Al día siguiente el señor Equis ya no apareció por la escuela ni lo hizo nunca más. Tampoco por ninguna otra. Se rumorea que jamás conseguirá otro trabajo en la enseñanza ni logrará borrar esa mancha en su currículum. Quién sabe, es difícil predecirlo; después de todo, vivimos en la segunda década del siglo XXI y la gente es más abierta y comprensiva que en siglos pasados. Además, él aún es joven; quizás algún día se reponga de la depresión en la que ha caído desde que perdió su trabajo. Él dice que la humillación no le permite salir de casa. Su psicólogo le ha recomendado que se marche del pueblo, que se vaya lejos un tiempo y confíe en la desmemoria colectiva. De momento no se va. Él nació en el pueblo y adora ese lugar, a pesar de que el rumor se ha extendido y distorsionado: dicen que lo echaron por abuso sexual a niñas.
A niñas. No a niños. ¡Pero si el señor Equis es homosexual!
¿O no lo es? Eso fue lo que pensó el director. Que el muy depravado había usado esa tapadera para llevar a cabo sus viles actos. Pero no lo consiguió: lo detuvieron a tiempo. Gracias a la buena comunicación que tanto los padres como los tutores de hoy en día infunden a los niños y niñas, estos hablan y cuentan abiertamente lo que pasa en la escuela. Los de esta en particular cuentan que tanto la señorita Igriega como el señor Equis son buenos profesores porque ayudan a sus alumnos con apoyo emocional, no solo en palabras sino también con el contacto físico. La señorita Igriega todavía conserva su trabajo y no lo perderá ni nadie le llamará la atención por colocar su mano en el hombro de un niño o una niña que se está esforzando por escribir algo bien.

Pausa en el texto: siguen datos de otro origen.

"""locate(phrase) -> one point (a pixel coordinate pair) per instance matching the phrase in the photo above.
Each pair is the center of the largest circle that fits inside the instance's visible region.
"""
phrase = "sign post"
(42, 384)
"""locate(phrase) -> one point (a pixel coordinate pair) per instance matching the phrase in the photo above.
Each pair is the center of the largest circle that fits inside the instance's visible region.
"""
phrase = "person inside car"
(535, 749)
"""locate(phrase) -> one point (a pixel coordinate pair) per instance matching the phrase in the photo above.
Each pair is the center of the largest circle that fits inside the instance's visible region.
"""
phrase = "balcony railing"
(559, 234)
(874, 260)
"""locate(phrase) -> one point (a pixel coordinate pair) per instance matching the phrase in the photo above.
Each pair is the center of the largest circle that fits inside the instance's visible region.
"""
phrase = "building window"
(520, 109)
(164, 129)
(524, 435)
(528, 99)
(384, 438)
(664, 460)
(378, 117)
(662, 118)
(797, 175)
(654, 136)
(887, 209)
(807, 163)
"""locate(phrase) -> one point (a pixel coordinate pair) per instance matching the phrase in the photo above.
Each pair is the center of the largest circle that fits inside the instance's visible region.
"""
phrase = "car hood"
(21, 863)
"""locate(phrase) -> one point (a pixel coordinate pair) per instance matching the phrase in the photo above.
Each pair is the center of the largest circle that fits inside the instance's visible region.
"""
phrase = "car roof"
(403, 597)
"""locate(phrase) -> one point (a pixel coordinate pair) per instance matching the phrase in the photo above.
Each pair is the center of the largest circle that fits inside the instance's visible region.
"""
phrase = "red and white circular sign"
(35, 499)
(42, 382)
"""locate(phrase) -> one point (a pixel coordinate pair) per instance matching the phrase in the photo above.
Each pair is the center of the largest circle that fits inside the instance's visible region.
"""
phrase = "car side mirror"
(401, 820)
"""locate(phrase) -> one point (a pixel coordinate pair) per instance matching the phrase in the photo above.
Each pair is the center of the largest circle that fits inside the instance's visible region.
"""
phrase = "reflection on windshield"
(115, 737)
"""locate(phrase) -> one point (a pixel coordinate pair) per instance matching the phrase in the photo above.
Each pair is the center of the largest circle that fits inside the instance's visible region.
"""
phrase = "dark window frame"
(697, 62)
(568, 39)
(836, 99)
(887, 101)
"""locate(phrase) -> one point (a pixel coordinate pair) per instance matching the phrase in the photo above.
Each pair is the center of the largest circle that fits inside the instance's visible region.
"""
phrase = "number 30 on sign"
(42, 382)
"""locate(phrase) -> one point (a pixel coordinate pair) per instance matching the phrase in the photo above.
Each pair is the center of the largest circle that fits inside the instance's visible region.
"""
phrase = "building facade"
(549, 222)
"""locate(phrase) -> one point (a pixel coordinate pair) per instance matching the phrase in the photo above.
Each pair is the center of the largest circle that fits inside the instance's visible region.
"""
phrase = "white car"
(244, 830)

Ese fue el delito del señor Equis: emular a la señorita Igriega. Ya hemos dicho que es un profesor muy observador y una de sus observaciones fue que los alumnos agradecían esas muestras físicas de ánimo y que gracias a ellas rendían más y prestaban más atención. Pero el señor Equis cometió un fallo: solo lo hacía por las niñas, pequeño detalle que a los pequeños no se les escapa, y en casa todo lo cuentan, hasta los detalles.

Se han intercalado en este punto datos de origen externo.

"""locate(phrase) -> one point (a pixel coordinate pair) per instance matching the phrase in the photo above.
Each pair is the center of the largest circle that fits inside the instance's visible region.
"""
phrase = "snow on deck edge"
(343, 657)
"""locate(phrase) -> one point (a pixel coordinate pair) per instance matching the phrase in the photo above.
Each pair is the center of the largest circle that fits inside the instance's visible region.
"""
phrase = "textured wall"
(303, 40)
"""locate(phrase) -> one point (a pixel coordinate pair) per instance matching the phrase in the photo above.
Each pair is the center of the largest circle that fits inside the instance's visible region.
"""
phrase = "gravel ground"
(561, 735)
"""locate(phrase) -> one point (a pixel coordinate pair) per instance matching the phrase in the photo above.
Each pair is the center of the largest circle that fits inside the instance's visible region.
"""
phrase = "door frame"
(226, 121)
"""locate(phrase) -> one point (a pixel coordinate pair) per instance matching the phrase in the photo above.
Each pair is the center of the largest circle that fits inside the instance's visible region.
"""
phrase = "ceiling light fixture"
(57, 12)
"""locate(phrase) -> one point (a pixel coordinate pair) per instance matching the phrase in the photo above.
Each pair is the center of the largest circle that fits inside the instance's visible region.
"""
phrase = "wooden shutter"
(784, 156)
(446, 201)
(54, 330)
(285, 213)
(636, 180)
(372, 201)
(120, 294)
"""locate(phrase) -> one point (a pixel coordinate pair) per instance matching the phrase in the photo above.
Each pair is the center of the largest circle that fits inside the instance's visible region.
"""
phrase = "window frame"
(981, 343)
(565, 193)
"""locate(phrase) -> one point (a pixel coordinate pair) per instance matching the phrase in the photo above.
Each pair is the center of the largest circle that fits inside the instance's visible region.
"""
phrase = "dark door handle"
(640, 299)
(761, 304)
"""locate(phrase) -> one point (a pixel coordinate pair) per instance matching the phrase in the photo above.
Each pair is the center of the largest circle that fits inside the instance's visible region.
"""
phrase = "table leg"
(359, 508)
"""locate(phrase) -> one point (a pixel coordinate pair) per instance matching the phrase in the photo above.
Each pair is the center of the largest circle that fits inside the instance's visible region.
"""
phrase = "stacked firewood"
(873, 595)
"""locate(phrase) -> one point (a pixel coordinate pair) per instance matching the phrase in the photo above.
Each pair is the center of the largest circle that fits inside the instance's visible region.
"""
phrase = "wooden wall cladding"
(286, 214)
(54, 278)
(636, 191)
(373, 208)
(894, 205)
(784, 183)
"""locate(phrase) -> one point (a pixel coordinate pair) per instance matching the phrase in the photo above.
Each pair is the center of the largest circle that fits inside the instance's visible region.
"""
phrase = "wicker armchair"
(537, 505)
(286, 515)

Tenía una buena razón para discriminar entre niños y niñas: es homosexual y no lo esconde. En el pueblo ya todo el mundo lo sabe, también los padres de los alumnos de la escuela. Durante los ocho meses que trabajó en ella, nadie se quejó, pero él no es un iluso: sabía que tocar tan siquiera el brazo de un niño (un varón) o revolverle el pelo cariñosamente podría terminar con su carrera.
No hay más. Eso fue todo. El señor Equis creyó que su homosexualidad le otorgaba en parte un derecho reservado solo al personal femenino de la escuela pero se equivocó: no por ser homosexual es menos hombre y por tanto, la sociedad sospecha de él y le hace pagar por los delitos cometidos por otros hombres.